Dual-Criterion Curriculum Learning: Application to Temporal Data
This work addresses a bottleneck in Curriculum Learning for researchers and practitioners, offering a hybrid approach that is incremental but potentially applicable beyond time-series data.
The paper tackles the challenge of defining meaningful difficulty measures in Curriculum Learning by proposing a Dual-Criterion Curriculum Learning (DCCL) framework that combines loss-based and density-based criteria, showing improved performance over loss-only baselines and non-CL training in time-series forecasting tasks.

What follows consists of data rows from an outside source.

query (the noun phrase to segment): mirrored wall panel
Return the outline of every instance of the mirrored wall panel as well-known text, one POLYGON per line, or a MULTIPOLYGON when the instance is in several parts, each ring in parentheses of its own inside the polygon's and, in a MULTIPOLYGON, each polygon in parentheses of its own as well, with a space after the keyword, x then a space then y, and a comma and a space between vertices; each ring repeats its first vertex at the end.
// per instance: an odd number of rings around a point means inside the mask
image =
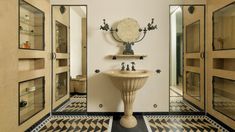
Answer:
POLYGON ((235 49, 235 3, 213 13, 213 50, 235 49))
POLYGON ((87 6, 52 6, 53 113, 87 111, 87 6))
POLYGON ((200 52, 200 21, 186 26, 186 52, 200 52))
POLYGON ((44 50, 44 12, 20 0, 19 48, 44 50))
POLYGON ((213 77, 213 108, 235 120, 235 80, 213 77))
POLYGON ((56 21, 56 53, 67 53, 68 48, 68 35, 67 35, 67 26, 56 21))
POLYGON ((44 109, 44 77, 19 83, 19 124, 44 109))
POLYGON ((55 78, 55 81, 56 81, 55 98, 56 98, 56 100, 59 100, 60 98, 64 97, 67 94, 67 91, 68 91, 67 77, 68 77, 67 72, 56 74, 56 78, 55 78))
POLYGON ((186 72, 186 94, 200 100, 200 74, 186 72))

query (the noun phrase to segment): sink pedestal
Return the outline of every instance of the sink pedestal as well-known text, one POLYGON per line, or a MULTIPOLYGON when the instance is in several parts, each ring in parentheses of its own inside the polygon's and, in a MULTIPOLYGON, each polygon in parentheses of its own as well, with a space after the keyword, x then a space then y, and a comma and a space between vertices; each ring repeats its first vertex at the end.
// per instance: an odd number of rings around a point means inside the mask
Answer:
POLYGON ((135 100, 136 92, 125 92, 122 93, 122 100, 124 102, 124 116, 120 120, 120 124, 125 128, 133 128, 137 125, 136 118, 133 114, 133 103, 135 100))
POLYGON ((105 74, 110 77, 122 95, 124 116, 122 116, 120 124, 125 128, 135 127, 137 120, 132 114, 136 91, 144 86, 151 72, 146 70, 137 70, 135 72, 113 70, 105 72, 105 74))

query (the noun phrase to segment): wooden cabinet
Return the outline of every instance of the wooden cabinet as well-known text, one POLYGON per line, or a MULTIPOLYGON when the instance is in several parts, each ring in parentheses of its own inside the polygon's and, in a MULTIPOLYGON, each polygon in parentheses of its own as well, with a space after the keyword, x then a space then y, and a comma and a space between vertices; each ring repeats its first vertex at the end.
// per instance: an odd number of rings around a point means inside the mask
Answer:
POLYGON ((235 2, 207 6, 207 111, 235 129, 235 2))

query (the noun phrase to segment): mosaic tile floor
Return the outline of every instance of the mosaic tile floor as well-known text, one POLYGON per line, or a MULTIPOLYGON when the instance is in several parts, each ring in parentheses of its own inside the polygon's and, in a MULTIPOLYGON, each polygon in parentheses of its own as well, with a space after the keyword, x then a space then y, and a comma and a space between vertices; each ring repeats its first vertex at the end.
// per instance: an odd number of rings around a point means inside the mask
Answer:
POLYGON ((199 110, 183 100, 183 97, 170 97, 171 112, 198 112, 199 110))
POLYGON ((110 132, 111 116, 51 116, 32 132, 110 132))
POLYGON ((57 112, 86 112, 86 95, 74 95, 57 112))
POLYGON ((206 116, 144 116, 149 132, 228 132, 206 116))
POLYGON ((195 107, 190 105, 177 91, 170 90, 170 111, 171 112, 198 112, 195 107))

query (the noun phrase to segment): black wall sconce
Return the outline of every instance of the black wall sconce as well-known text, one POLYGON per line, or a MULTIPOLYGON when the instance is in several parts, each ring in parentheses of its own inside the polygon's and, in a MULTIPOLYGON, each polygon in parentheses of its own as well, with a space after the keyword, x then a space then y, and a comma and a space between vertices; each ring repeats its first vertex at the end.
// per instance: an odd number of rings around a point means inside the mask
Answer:
POLYGON ((195 7, 194 7, 194 6, 189 6, 188 12, 189 12, 190 14, 193 14, 193 13, 194 13, 194 10, 195 10, 195 7))
POLYGON ((61 13, 61 14, 64 14, 65 11, 66 11, 65 6, 60 6, 60 13, 61 13))

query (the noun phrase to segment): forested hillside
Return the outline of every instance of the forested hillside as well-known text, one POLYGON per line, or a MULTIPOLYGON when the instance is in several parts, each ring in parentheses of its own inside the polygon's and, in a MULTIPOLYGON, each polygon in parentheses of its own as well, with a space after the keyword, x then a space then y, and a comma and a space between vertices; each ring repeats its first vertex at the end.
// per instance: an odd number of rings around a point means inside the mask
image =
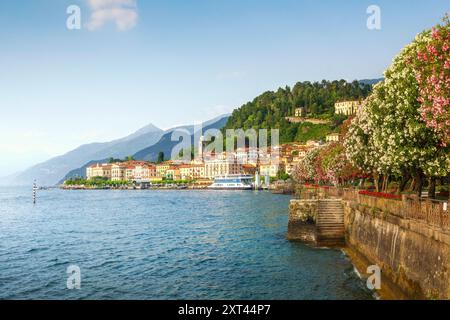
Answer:
POLYGON ((268 91, 236 109, 228 119, 226 129, 280 129, 280 142, 323 139, 336 129, 342 117, 334 115, 334 104, 341 100, 366 98, 372 90, 369 84, 345 80, 299 82, 292 89, 268 91), (296 108, 306 108, 308 117, 327 119, 330 125, 289 123, 296 108))

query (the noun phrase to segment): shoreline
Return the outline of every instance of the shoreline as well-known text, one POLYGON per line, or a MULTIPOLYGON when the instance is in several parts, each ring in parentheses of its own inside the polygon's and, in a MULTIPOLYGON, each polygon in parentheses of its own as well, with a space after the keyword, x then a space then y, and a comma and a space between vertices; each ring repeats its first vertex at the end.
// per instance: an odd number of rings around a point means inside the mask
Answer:
MULTIPOLYGON (((355 273, 358 274, 362 281, 367 281, 367 268, 373 263, 370 263, 365 257, 359 254, 356 250, 352 249, 349 245, 341 248, 341 251, 349 259, 350 263, 355 268, 355 273)), ((397 286, 395 286, 389 278, 381 273, 381 289, 371 290, 376 300, 411 300, 412 297, 408 297, 397 286)))
MULTIPOLYGON (((353 271, 356 273, 359 279, 363 283, 365 283, 368 279, 368 274, 366 272, 367 268, 373 263, 370 263, 364 256, 358 253, 357 250, 353 249, 349 245, 343 246, 320 246, 316 245, 311 241, 303 241, 303 240, 289 240, 290 242, 299 242, 310 248, 316 250, 339 250, 345 256, 346 259, 353 266, 353 271)), ((387 278, 383 273, 381 274, 381 289, 380 290, 370 290, 373 294, 373 298, 375 300, 411 300, 413 297, 408 297, 405 293, 403 293, 400 288, 398 288, 395 284, 393 284, 389 278, 387 278)))
POLYGON ((292 196, 294 193, 290 190, 280 190, 276 188, 208 188, 206 185, 168 185, 168 186, 151 186, 151 187, 86 187, 86 186, 58 186, 55 189, 65 190, 65 191, 83 191, 83 190, 111 190, 111 191, 142 191, 142 190, 214 190, 214 191, 268 191, 272 194, 289 195, 292 196))
POLYGON ((68 191, 76 191, 76 190, 114 190, 114 191, 139 191, 139 190, 203 190, 206 189, 206 187, 188 187, 188 186, 179 186, 179 187, 148 187, 148 188, 137 188, 137 187, 118 187, 118 188, 111 188, 111 187, 98 187, 98 188, 89 188, 89 187, 81 187, 81 186, 72 186, 72 187, 58 187, 60 190, 68 190, 68 191))

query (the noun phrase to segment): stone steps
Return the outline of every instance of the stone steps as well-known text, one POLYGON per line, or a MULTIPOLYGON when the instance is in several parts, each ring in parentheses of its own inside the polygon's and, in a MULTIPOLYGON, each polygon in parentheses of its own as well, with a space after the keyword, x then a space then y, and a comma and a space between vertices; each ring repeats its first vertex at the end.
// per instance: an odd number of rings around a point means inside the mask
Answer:
POLYGON ((317 225, 324 226, 324 225, 337 225, 337 226, 343 226, 344 223, 342 221, 335 221, 335 220, 318 220, 317 225))
POLYGON ((345 239, 344 208, 339 199, 319 200, 317 241, 321 245, 342 245, 345 239))
MULTIPOLYGON (((328 213, 328 214, 319 214, 317 219, 342 219, 344 213, 328 213)), ((342 219, 344 221, 344 219, 342 219)))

Curriculum Learning (CL) is a meta-learning paradigm that trains a model by feeding the data instances incrementally according to a schedule, which is based on difficulty progression. Defining meaningful difficulty assessment measures is crucial and most usually the main bottleneck for effective learning, while also in many cases the employed heuristics are only application-specific. In this work, we propose the Dual-Criterion Curriculum Learning (DCCL) framework that combines two views of assessing instance-wise difficulty: a loss-based criterion is complemented by a density-based criterion learned in the data representation space. Essentially, DCCL calibrates training-based evidence (loss) under the consideration that data sparseness amplifies the learning difficulty. As a testbed, we choose the time-series forecasting task. We evaluate our framework on multivariate time-series benchmarks under standard One-Pass and Baby-Steps training schedules. Empirical results show the interest of density-based and hybrid dual-criterion curricula over loss-only baselines and standard non-CL training in this setting.